- graphlab-create
- SFrames
- numpy
- matplotlib
Final+Notebook.py contains the executable code. The script will call suggest() function which maps all the outputs from different models together. This file alone (with required data) is enough to make predicitons, all the other notebooks are there only to show data preprocessing and training of models. You can adjust suggest() function and refer to the comments to know more about the parameters of function. The output of this function call will be information about five recommended books and their cover image. [Look at Final_Notebook.ipynb notebook to know more about predicted output format]
In layman terms, a recommender systems can predict something about a user based on user's past activities. Here the activity can be - a purchase history of the user, a book rated by some user, a movie rated by user on netflix. Example of Recommender System is the recommended products that amazon website shows to its users based on their past purchases.
It works in two phases
In this phase we need to provide the data about every single user(means a lots of data). Then a mathematical model is formulated using some state of the art prediction algorithm which has a lots of statistics behind it. And we get a Black Box of trained model that can be used to make predictions.
In this phase only the user id is required(in most cases) and our model can output a list of items that a user is likely to purchase or in our case the books the user might love to read.

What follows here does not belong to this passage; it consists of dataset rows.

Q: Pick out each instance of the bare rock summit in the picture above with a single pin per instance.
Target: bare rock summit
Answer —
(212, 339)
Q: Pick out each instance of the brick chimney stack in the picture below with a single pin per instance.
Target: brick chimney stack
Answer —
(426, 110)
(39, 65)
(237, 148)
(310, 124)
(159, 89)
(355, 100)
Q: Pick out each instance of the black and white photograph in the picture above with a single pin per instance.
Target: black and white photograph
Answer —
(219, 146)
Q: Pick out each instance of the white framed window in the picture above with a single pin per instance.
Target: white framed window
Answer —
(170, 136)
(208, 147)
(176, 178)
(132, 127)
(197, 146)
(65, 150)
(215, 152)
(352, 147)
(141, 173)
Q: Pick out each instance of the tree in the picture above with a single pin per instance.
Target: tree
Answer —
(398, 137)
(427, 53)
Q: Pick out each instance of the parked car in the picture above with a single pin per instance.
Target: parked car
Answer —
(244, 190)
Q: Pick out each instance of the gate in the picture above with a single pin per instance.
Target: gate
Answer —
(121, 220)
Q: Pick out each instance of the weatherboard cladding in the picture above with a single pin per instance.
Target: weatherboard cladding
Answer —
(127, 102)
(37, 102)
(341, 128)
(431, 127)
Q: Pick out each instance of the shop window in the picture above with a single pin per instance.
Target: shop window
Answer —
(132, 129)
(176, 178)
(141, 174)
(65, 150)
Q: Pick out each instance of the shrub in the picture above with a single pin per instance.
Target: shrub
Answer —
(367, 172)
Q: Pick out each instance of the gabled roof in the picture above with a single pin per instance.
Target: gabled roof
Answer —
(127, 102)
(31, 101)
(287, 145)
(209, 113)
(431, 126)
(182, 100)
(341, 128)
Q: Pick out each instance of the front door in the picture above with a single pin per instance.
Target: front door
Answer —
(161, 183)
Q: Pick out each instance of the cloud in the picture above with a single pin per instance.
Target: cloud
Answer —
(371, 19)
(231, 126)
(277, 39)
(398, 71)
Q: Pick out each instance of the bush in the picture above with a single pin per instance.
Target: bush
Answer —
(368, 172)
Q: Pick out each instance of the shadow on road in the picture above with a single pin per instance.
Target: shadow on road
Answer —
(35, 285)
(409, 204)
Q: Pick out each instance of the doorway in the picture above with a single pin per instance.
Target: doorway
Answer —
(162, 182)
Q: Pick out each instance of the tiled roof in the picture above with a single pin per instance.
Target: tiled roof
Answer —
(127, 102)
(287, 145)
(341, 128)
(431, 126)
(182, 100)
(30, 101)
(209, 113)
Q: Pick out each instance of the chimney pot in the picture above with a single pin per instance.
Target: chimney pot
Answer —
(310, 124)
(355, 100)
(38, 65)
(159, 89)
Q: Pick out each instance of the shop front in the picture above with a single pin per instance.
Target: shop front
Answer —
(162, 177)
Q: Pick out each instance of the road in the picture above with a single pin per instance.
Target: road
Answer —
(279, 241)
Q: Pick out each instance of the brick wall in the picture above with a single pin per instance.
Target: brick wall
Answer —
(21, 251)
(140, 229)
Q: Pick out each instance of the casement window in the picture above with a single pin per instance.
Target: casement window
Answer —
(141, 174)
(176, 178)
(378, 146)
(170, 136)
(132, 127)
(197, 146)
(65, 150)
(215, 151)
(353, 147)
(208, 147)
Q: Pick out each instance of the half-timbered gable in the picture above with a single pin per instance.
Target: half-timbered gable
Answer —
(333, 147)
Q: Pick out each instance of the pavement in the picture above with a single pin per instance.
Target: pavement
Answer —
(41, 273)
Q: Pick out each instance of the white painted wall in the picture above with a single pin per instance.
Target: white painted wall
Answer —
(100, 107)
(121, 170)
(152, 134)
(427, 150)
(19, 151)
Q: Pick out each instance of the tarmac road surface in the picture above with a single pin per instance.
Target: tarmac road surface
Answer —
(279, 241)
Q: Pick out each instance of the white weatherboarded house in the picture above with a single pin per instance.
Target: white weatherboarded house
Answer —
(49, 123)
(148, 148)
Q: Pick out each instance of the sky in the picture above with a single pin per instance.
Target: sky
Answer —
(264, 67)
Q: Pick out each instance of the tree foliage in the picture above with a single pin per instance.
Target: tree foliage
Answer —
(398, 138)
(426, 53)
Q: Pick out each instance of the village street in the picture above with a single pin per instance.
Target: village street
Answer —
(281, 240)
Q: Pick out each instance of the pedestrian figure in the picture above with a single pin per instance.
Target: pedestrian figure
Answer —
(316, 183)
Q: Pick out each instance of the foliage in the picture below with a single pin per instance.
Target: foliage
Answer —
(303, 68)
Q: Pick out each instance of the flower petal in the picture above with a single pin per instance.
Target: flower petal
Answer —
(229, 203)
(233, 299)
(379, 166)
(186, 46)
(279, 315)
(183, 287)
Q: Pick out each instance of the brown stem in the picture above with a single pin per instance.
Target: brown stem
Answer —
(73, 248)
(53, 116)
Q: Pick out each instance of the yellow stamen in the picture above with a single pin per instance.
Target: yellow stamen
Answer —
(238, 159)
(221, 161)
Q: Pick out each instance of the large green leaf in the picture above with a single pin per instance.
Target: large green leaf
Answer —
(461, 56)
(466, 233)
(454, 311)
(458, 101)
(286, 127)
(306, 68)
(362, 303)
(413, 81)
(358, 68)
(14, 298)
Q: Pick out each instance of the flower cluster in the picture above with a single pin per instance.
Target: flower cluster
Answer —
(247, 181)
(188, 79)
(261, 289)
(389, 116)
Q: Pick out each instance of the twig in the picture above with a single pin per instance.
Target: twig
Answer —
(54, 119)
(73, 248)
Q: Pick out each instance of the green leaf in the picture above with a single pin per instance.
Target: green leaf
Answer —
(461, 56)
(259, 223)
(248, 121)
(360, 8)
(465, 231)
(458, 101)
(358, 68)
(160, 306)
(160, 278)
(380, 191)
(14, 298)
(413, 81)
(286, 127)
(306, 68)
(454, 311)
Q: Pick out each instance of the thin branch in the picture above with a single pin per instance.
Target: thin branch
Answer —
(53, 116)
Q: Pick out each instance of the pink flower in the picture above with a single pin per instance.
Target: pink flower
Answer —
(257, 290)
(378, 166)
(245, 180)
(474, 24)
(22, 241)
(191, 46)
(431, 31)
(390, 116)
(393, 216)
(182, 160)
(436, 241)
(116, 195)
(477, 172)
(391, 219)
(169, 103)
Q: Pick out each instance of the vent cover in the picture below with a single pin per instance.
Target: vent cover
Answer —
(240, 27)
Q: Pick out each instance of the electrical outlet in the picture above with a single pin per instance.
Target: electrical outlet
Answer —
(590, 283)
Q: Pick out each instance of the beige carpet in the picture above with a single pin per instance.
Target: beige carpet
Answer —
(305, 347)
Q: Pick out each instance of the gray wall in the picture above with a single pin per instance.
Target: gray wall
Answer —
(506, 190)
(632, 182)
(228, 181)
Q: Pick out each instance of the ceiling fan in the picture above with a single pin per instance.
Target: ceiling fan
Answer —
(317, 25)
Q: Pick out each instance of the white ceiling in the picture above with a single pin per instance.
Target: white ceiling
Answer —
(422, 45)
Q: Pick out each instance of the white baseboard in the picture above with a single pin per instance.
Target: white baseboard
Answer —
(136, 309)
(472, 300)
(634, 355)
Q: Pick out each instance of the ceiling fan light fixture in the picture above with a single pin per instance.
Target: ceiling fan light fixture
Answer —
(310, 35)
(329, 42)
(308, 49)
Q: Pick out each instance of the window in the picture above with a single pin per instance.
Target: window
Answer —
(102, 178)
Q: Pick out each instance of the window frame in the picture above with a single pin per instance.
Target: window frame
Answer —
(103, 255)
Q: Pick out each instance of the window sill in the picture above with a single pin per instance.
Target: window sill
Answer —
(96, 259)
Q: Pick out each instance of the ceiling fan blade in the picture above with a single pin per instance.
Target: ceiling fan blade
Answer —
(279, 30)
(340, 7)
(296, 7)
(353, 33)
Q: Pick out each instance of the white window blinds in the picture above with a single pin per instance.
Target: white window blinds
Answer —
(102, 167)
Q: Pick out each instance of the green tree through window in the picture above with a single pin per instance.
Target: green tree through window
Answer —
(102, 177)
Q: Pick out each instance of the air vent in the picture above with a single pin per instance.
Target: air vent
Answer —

Recommender Systems are hot research topics and they lie in the realm of Machine Learning. There are many approches that can be used to build a recommender system like Matrix Factorization, Collaborative filtering, Item-based similarity, User-based similarity etc.
Generally, most simplest of recommender systems are constructed based on one of the techniques mentioned above. But these recommender systems do not provide the right accuracy which is the most crucial aspect of recommender systems that are to be used in commercial applications. Inaccurate results can incurr significant loss and wastage of resources. Now there are some ways to increase accuracy like:
So, my dataset was static and I already had the cutting edge techniques for predictions, so I chose to ensemble models trained differently and output cumulative predictions. The five models that I made use of were:
Programming Language: Python 2.7 IDE: jupyter-notebook libraries: graphlab-create/SFrames | (Just for the Matrix factrization model, all other models are implemented from SCRATCH)
All of these folders contain the clean data derived from the noisy data that I was working with. Various preprocessing techniques were used to make this data usable. The information about what paritcular folder is about can be found in comments, also the different preprocessing techniques used to filter this data is mentioned in comments
This folder contains the first step for construction of classification based model which is to train explicit data on regression model. Data is stored in some format used by graphlab-create so it might not make sense but again comments can be referred to know what's that folder is doing.
All the notebooks are in .ipynb format which can be directly viewed on github only without downloading or running them.
As the name suggest this notebook contains the implementation of Co-occurence matrix based model.
All the preprocessing steps taken to clean data for usability are employed in this notebook.
This notebook contains the code assembled from all other distinct notebooks i.e. this is where ENSEMbLING of all 5 models is performed. This notbook alone with the required data is enough for using this model.
Contains code for popularity based model.
Some play around code for increasing accuracy of the model. Comments can be referred for the use of this code in improving accuracy of the model.
A brief info of the challenges I faced and tricks i have used to make best predictions.
Code for classification based model.
Code for User-similarity based model
A python dictionary storing numpy arrays, which are used in cooccurence model
A comparison between matrix factorization based models trained fon different data (implicit and explicit, with or without rankings)
Another dictionary storing numpy arrays used in user-simlilarity model
This python code is well modularized and can be integrated with any webapp or mobile application with some glue code and hence it can work as a Core Engine for your Book Recommending Website. There is even no need to include the CSV files as the cleaned data is already stored in folders and hence it won't consume much space. There is only one function call which takes as parameter a UserId and another parameter denoting wheater the user is a new user or an old user and ouput is well defined description about book with book's image(amazon url's are used to display images hence internet connection is required for displaying images)
-graphlab-create and python 2.7 must be installed to execute this project.
CAUTION: Matrix Factorization model cannot be used directly as it was trained solely on graphlab-create and was quite large in size to be uploaded on github and hence the code using matrix factorization based model has been commented so that it do not hinder the execution of rest of the code. But, the output shown in the final notebook include predictions from Matrix Factorization model, so you can get a fair idea of what's this model is doing.
Yes, one feature of this Recommender System is that it can also be used for prediction for completely new users with no past rating history. Popularity based model and Classification based model will be used for making predictions for such users based on the characteristics of users like thier location etc. This feature is not a rare one, today almost every recommender system is capable of making predictions for new users but its definitely one of the strongest feature that a recommender system can provide.